On Sunday, more than 200 people rallied in front of the governor’s office in the city of Sweida, calling for the removal of President Bashar Assad amid economic difficulties.
At least two people died during the clashes, including one police officer. Government officials accused protesters of being “outlaws,” saying they ransacked the governor’s office and attempted to seize the city’s police headquarters, Reuters added.
Sunday’s unrest marked a rare occasion of anti-government dissent in Syria. The government quickly crushed pro-democracy protests that erupted across the country more than a decade ago. Those demonstrations quickly evolved into an ongoing civil war that has killed nearly half a million people and displaced about 50 percent of Syria’s population.

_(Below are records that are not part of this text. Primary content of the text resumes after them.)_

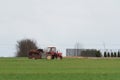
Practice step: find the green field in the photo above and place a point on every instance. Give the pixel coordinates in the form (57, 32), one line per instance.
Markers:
(66, 69)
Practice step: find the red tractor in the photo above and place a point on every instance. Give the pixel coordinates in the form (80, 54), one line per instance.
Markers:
(52, 53)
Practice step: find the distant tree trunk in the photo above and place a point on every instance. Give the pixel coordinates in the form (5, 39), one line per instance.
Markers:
(24, 46)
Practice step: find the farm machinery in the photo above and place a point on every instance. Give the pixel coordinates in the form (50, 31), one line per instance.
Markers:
(48, 53)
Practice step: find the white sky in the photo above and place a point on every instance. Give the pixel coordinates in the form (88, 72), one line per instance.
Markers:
(59, 22)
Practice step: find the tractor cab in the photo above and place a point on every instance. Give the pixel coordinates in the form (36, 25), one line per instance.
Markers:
(51, 49)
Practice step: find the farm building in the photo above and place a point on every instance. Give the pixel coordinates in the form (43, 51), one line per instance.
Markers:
(83, 52)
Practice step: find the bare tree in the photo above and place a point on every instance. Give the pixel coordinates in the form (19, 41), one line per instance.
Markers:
(24, 46)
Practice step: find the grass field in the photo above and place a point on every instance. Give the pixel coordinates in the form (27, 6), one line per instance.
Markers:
(66, 69)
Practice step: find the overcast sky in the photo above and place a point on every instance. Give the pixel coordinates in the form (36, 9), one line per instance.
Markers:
(61, 23)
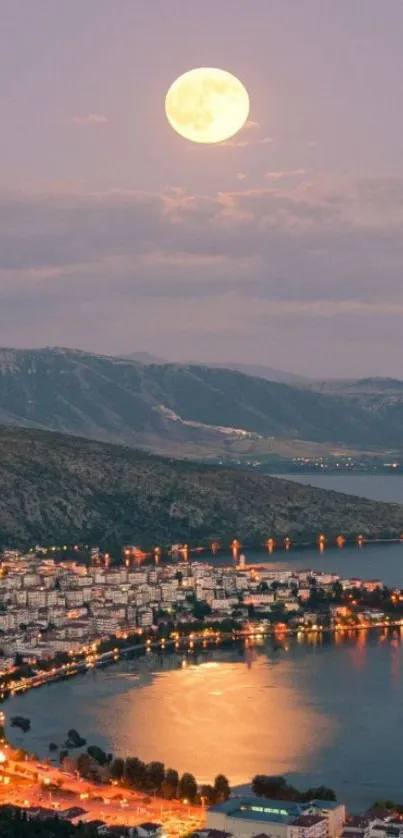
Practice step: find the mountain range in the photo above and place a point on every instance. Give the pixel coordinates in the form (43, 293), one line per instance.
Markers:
(257, 370)
(191, 410)
(55, 488)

The war and sanctions against the Syrian government have pummeled the country’s economy and the value of the local currency. The United Nations estimates that around 90 percent of the population lives below the poverty line and more than 12 million don’t have enough to eat.
Although Sweida has generally been spared from the worst of the conflict, tensions between its residents and Assad’s government have been simmering over the past few years.
In February, hundreds of people protested in Sweida to demand better living conditions and democratic rule, the Syrian Observatory for Human Rights said at the time.
Off the Charts
Scientists discovered two new minerals never before seen on Earth inside a large meteorite, a finding that could hold important clues about how space rocks form, Live Science reported.
Researchers at the University of Alberta in Canada came across the minerals inside a single 2.5-ounce slice taken from the 16.5-ton El Ali meteorite which was found in 2020 in Somalia.
They were able to quickly identify the minerals as new by comparing them with similar synthetic versions that had previously been made in a lab.
The team explained that El Ali was a type of meteorite made from meteoric iron flecked with tiny chunks of silicates – known as an “Iron, IAB” complex meteorite.
The new findings were named elaliite – after the meteor – and elkinstantonite after Lindy Elkins-Tanton: She is the principal investigator of NASA’s upcoming Psyche mission, which plans to send a probe to investigate the mineral-rich Psyche asteroid for evidence of how our solar system’s planets formed.
Researchers are planning to also analyze the space chunks to determine the conditions under which the meteorite formed.
They are also looking for ways as to how the unique minerals could be used on Earth, USA Today noted.
“Whenever there’s a new material that’s known, material scientists are interested, too, because of the potential uses in a wide range of things in society,” Chris Herd, curator of the University of Alberta’s Meteorite Collection, said.